Reached by New Times, Carollo says he and his fellow commissioners received a draft of the amended order from Noriega a few days ago but that he was too busy to read it because he has been distributing food to residents twice a day.
Carollo says he has been critical of Ball & Chain for fulfilling food and drink orders to-go and believes Miami-Dade County guidelines preclude the bar from reopening for food service. The commissioner says he has been irked to see patrons leaving the establishment carrying to-go beers and mojitos, alleging that he has seen some customers drinking the beverages on the street. For now, he supports keeping bars and clubs closed to protect Miami residents from the spread of the coronavirus.
"Bars, taverns, discotheques — they're different than a restaurant," Carollo says. "That's where the virus could be spread to others."
And he denies calling the police about Ball & Chain on May 16 or influencing Noriega's decision to amend the city's guidelines.
"There's no way that the City of Miami or anywhere else is going to create an ordinance that involves hundreds of establishments just for one individual. It's absurd. It really is absurd," he says.
The Fuller-Carollo beef aside, Noriega's eleventh-hour amendment sowed confusion on the local drinking-and-dining landscape.
As a baseline, all of Florida must follow the reopening guidelines Gov. Ron DeSantis laid out in late April, although local governments can enact more stringent requirements.
The state regulates restaurants, bars, and many other enterprises and professions via its Department of Business and Professional Regulation. Ball & Chain and many other bars are classified as both Retail Beverage establishments and a Permanent Food Service establishments, and they have the state licenses to prove it.

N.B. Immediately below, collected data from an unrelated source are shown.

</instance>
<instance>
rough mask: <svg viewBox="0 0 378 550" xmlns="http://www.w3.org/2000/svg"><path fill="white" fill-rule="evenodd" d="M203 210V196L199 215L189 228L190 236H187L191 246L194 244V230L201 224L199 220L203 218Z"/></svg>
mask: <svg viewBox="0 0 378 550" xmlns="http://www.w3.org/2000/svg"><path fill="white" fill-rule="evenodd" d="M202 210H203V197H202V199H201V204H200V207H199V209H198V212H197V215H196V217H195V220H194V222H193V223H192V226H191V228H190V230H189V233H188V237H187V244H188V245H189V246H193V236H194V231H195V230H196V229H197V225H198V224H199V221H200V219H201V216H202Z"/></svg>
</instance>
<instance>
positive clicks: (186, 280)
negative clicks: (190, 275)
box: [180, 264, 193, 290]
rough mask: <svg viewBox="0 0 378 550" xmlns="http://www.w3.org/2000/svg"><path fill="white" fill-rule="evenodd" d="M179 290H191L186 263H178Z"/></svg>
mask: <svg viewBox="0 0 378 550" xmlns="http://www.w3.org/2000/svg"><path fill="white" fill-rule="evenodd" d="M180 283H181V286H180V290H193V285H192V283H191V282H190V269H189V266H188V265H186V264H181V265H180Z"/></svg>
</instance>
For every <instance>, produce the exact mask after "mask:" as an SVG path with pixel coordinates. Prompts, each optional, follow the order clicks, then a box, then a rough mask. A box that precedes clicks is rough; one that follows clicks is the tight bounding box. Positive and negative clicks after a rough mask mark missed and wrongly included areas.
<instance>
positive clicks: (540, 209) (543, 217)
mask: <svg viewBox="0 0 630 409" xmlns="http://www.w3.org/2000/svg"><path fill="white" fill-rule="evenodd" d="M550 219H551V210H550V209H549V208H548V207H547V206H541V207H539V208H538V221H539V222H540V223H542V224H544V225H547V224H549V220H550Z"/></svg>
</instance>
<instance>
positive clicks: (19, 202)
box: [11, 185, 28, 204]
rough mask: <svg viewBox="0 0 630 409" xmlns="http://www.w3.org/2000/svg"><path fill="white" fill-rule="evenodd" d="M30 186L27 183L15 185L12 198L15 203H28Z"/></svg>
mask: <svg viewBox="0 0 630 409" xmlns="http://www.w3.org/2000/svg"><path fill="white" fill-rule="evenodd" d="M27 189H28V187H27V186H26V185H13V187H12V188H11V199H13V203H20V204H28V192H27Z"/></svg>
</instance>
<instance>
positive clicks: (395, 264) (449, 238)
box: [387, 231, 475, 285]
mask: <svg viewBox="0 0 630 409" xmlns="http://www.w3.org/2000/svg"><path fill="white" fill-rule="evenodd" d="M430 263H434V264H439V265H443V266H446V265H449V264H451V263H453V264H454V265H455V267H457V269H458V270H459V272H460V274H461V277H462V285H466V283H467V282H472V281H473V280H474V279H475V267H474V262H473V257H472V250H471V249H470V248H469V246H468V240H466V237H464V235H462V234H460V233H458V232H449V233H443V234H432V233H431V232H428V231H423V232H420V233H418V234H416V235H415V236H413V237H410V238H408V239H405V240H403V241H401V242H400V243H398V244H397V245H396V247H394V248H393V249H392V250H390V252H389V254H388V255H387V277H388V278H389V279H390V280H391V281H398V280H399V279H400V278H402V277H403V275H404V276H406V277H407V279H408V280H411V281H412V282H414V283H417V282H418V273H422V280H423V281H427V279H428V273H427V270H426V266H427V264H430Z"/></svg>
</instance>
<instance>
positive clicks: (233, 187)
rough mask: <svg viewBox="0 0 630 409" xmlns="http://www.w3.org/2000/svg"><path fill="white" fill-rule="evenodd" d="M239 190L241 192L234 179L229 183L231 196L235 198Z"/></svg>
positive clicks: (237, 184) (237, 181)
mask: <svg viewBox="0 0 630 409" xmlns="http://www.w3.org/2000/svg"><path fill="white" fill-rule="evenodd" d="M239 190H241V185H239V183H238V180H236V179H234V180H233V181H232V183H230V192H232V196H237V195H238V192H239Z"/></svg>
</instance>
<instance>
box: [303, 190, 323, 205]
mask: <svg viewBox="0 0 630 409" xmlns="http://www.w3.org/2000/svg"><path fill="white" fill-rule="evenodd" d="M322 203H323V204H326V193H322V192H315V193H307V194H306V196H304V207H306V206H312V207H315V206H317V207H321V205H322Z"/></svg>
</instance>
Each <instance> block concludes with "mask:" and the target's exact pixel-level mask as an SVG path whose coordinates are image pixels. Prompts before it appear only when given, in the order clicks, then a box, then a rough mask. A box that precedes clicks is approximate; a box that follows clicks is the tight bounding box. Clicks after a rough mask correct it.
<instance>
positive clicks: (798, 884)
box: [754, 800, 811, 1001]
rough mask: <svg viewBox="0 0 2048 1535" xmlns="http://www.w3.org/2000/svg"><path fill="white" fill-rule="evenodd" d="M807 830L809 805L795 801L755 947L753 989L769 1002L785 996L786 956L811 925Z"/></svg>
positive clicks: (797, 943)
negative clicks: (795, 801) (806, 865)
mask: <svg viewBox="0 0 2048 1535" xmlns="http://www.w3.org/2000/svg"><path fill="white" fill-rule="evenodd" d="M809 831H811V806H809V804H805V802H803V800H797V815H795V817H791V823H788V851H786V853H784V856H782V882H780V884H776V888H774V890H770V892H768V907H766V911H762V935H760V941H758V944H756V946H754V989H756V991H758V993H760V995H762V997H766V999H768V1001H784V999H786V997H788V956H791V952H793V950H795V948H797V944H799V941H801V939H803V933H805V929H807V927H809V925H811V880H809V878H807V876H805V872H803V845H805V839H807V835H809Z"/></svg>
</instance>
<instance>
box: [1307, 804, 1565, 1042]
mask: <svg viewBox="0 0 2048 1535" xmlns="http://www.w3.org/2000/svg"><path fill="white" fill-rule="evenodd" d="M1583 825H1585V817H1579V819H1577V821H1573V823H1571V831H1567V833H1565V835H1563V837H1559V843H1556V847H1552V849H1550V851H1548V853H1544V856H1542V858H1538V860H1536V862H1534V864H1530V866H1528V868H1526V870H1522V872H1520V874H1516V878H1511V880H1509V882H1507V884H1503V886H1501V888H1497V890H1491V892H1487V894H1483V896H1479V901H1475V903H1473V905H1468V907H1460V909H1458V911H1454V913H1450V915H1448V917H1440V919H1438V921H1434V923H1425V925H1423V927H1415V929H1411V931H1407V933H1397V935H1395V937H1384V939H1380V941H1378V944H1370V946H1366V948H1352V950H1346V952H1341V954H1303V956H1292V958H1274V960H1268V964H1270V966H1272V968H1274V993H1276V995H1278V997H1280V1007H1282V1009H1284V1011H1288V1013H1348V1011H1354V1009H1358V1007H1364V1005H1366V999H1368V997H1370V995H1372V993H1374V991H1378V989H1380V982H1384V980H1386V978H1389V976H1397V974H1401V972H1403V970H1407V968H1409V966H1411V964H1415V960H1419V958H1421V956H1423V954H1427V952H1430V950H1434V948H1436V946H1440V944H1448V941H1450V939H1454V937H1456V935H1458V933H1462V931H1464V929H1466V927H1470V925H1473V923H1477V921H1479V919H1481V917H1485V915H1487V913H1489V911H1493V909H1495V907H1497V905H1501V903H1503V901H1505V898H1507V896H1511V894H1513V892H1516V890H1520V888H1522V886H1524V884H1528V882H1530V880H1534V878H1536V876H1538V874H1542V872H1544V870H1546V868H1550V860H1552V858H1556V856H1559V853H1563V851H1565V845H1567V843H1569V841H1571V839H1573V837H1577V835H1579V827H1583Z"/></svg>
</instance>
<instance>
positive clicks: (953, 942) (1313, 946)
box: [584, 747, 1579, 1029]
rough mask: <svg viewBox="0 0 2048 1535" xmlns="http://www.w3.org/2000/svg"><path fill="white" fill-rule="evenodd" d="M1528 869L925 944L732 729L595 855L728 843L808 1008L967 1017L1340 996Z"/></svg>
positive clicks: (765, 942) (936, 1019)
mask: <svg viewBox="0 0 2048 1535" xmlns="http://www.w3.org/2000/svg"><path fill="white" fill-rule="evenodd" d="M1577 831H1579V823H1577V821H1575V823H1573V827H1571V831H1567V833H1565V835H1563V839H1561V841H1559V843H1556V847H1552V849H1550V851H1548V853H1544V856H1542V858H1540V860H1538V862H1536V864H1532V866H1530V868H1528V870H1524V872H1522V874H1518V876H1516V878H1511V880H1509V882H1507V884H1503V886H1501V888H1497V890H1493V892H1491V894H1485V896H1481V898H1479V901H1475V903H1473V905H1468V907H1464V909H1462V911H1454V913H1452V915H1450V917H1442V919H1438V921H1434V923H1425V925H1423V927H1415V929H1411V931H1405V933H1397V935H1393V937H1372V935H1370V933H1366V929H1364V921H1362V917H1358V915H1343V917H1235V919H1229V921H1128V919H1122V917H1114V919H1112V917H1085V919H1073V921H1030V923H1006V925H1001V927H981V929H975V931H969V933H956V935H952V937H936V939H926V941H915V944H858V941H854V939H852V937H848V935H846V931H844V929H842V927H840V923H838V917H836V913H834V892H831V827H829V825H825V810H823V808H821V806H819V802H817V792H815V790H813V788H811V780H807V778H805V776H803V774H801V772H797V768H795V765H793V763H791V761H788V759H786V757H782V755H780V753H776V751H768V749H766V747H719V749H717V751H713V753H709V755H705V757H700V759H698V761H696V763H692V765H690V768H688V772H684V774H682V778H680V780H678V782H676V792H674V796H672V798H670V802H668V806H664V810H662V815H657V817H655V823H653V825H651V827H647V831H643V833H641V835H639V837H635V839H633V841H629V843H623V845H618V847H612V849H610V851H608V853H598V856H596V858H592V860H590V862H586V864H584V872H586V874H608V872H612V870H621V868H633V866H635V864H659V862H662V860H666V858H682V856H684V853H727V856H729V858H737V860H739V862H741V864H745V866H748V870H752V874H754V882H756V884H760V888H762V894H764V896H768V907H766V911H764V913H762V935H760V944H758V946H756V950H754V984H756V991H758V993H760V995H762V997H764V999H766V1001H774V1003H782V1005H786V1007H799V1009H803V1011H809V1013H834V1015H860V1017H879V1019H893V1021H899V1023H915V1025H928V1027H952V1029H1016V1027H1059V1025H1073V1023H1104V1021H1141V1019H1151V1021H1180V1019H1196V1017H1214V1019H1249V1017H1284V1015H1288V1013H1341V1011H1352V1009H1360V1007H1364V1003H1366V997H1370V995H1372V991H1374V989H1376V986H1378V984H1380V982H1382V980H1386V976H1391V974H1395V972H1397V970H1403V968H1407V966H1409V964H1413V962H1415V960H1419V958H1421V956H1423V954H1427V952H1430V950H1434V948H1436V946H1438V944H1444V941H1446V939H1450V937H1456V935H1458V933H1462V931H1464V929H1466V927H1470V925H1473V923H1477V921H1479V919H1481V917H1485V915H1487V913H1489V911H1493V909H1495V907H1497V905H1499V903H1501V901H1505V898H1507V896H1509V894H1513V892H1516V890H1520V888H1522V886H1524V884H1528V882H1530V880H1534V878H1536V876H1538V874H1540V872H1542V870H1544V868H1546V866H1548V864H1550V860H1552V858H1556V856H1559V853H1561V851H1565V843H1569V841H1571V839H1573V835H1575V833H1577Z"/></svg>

On the other hand, Florida's original "Report to Governor DeSantis From the Re-Open Florida Task Force" succinctly drew a line between the two types of businesses, noting that in the current Phase 1 of reopening, "Bars, pubs, and nightclubs that derive at least 50 percent of sales from alcohol should remain closed."
To date, the governor's office has issued no further guidance regarding bars that are also licensed as food-service establishments.
Nor has Miami-Dade County weighed in. The county distinguishes between bars and restaurants, and the former are to remain takeout-only for the time being. Mayor Carlos Giménez's reopening guidelines permit restaurants to provide alcohol service "in accordance with the establishment’s current state beverage license, provided that such service is strictly incidental to the service of food and is from a service bar only."
The piecemeal guidance, and the various aspects of government control at state and local levels, has largely left bar and restaurant owners to decide for themselves, and many taverns across the state have reopened, including establishments in Miami-Dade and Broward counties.
And many in the industry have noted the cognitive dissonance of permitting food-service enterprises that serve booze to throw open their doors while booze-service enterprises that serve food may not.